The further ratcheting up of hostilities between Washington and Tehran caused some negative trade in US indices ahead of the opening bell with all the benchmarks trading lower by between 0.5-0.7%. However, these losses have been recouped with the US500 tagging Friday closing price of 3234 in recent trade. . In fact, with the VOLX trading with a 15 handle you could say there’s not too much fear around in the markets at present - certainly not as much as some of the more dramatic headlines are suggesting. This could obviously change very quickly and complacency should be warned against, but unless there’s a move back up to the 17 handle in the VOLX then the downside risk for indices appears to be not too great.

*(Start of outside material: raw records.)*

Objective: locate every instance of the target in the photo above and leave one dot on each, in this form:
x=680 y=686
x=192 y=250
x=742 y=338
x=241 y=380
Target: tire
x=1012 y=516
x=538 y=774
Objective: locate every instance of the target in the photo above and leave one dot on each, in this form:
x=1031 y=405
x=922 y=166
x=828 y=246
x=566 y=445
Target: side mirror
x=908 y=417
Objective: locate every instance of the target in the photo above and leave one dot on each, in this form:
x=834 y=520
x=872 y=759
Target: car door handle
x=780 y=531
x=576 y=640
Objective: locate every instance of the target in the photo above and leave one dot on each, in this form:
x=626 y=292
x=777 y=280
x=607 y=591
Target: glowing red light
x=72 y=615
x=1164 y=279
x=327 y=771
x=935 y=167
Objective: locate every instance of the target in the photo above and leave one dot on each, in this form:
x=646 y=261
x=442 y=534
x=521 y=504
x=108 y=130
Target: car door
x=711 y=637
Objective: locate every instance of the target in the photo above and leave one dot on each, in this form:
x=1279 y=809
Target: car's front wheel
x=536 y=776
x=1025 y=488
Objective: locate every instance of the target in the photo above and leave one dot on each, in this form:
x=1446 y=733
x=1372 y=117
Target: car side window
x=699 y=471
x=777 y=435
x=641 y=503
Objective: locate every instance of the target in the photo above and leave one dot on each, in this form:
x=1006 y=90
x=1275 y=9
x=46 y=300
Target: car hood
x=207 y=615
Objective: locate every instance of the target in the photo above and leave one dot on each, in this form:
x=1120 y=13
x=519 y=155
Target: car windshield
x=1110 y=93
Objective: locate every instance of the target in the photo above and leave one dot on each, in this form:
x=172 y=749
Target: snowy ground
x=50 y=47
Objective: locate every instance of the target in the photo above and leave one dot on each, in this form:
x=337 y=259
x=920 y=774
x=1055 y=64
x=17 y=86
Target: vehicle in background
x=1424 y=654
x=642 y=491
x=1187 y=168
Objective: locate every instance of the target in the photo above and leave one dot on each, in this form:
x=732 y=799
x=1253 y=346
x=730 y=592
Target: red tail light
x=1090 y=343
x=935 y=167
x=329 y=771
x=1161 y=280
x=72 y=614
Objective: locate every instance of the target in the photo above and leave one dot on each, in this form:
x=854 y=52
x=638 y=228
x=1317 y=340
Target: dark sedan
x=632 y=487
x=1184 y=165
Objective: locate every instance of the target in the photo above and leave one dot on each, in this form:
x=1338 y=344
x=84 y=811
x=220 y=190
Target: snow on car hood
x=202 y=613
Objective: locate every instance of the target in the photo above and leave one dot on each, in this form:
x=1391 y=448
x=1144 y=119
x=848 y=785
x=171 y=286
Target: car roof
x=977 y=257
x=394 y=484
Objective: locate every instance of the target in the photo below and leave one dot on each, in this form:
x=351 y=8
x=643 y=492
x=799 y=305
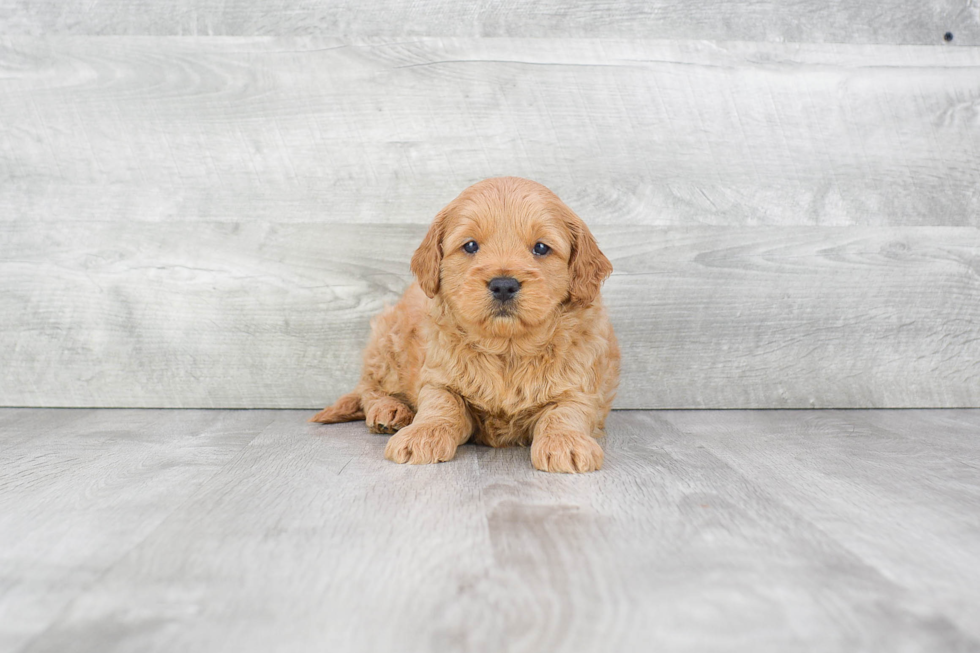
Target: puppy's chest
x=505 y=396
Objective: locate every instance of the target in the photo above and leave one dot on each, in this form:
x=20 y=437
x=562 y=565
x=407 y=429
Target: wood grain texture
x=627 y=132
x=851 y=460
x=79 y=489
x=257 y=315
x=705 y=531
x=833 y=21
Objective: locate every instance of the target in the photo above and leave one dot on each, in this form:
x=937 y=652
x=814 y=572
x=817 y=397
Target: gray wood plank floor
x=156 y=530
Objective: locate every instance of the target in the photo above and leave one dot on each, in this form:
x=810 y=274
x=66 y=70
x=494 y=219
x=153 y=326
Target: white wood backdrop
x=211 y=220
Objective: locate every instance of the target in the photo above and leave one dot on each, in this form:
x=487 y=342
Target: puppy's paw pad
x=418 y=446
x=388 y=415
x=568 y=454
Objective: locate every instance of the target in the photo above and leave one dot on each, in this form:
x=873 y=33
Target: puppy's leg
x=385 y=413
x=442 y=424
x=563 y=440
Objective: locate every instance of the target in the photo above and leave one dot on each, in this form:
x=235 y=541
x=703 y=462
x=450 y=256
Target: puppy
x=503 y=340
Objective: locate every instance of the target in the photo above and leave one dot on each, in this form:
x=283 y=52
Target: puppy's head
x=506 y=254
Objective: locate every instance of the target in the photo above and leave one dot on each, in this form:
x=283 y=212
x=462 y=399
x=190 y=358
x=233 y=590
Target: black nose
x=504 y=288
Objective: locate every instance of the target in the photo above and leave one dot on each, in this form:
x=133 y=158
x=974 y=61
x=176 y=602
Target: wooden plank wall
x=202 y=204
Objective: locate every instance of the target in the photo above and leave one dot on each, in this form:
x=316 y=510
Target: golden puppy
x=503 y=340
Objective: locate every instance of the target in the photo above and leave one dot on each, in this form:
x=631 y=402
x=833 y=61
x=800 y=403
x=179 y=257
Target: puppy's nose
x=504 y=288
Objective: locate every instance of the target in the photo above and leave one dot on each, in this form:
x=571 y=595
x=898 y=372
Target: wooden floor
x=140 y=530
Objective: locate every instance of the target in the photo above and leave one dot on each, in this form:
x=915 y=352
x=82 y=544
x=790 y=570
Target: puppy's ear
x=587 y=266
x=428 y=257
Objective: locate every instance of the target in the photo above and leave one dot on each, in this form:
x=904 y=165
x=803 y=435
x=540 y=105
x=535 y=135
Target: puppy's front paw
x=418 y=444
x=387 y=415
x=565 y=452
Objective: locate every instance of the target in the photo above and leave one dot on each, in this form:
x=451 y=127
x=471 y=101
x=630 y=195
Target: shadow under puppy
x=503 y=340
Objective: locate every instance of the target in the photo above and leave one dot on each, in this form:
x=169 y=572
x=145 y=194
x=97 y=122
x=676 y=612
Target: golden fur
x=448 y=363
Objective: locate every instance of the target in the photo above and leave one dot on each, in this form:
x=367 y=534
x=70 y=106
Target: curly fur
x=448 y=364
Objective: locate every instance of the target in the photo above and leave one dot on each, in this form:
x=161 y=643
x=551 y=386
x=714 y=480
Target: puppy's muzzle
x=504 y=289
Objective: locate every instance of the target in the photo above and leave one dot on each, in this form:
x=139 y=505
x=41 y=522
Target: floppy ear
x=428 y=257
x=587 y=266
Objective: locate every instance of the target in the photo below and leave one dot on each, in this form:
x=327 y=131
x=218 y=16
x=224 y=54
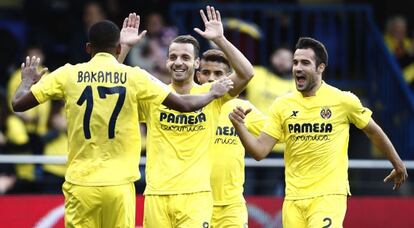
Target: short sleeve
x=151 y=88
x=255 y=120
x=51 y=86
x=273 y=126
x=357 y=114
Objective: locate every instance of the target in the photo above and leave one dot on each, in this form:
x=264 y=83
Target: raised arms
x=23 y=99
x=214 y=32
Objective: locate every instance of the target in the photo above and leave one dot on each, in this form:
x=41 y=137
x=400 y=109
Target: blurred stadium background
x=361 y=60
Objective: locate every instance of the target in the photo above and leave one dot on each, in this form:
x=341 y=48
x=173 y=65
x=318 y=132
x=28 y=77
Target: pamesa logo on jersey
x=326 y=113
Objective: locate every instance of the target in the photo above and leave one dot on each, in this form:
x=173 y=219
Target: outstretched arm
x=23 y=99
x=258 y=147
x=188 y=103
x=129 y=35
x=243 y=69
x=381 y=141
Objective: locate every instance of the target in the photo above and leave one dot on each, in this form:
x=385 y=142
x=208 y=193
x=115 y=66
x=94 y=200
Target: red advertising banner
x=47 y=211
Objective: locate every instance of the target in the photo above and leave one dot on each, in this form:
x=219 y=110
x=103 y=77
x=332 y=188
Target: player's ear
x=88 y=48
x=197 y=63
x=198 y=76
x=321 y=68
x=118 y=49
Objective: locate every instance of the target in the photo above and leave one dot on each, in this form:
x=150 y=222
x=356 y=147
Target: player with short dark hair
x=227 y=152
x=101 y=102
x=314 y=122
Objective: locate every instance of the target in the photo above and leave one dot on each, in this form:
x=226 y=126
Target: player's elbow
x=17 y=106
x=185 y=108
x=257 y=156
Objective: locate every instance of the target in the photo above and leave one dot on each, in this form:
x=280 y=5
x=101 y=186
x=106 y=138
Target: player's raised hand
x=398 y=175
x=221 y=86
x=238 y=115
x=212 y=23
x=130 y=30
x=30 y=71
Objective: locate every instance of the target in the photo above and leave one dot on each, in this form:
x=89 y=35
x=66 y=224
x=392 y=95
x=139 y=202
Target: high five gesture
x=212 y=23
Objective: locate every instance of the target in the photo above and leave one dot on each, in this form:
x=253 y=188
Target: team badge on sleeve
x=326 y=113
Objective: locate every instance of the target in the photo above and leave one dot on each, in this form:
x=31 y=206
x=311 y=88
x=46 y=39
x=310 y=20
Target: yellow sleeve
x=255 y=120
x=51 y=86
x=151 y=88
x=273 y=127
x=357 y=114
x=16 y=131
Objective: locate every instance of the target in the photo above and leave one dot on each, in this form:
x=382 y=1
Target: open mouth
x=300 y=79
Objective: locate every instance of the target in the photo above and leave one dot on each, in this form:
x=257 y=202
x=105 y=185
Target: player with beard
x=178 y=191
x=315 y=123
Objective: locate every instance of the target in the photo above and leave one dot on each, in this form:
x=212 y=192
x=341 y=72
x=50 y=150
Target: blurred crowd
x=56 y=31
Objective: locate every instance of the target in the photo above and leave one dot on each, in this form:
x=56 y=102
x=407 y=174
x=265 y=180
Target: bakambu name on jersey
x=102 y=77
x=182 y=118
x=310 y=127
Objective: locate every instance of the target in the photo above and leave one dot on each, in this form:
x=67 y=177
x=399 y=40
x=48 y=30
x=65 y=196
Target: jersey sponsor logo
x=294 y=113
x=185 y=128
x=326 y=113
x=296 y=138
x=304 y=128
x=226 y=130
x=102 y=77
x=182 y=118
x=310 y=128
x=226 y=141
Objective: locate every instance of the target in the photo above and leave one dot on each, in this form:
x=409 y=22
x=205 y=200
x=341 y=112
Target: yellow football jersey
x=17 y=134
x=177 y=146
x=101 y=104
x=316 y=130
x=227 y=153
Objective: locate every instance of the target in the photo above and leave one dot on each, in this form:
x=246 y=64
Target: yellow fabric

Overall the final services PMI readings from the Eurozone are pleasing with a Euro-area wide print for December coming in at 52.8 vs 52.4 expected (prior reading was 52.4). While this may not seem too impressive by historical standards it does mark the 3rd consecutive month in which this metric has topped estimates and also means that the composite PMIs are showing some encouraging signs after sustained weakness since the start of 2018.
Having said that, the data does mean that according to these surveys the final quarter of last year was the worst since 2013 - when the bloc was in the midst of the debt crisis! The readings are also commensurate with a GDP growth figure of just 0.1% and show that economic activity in the Euro area has pretty much flat-lined.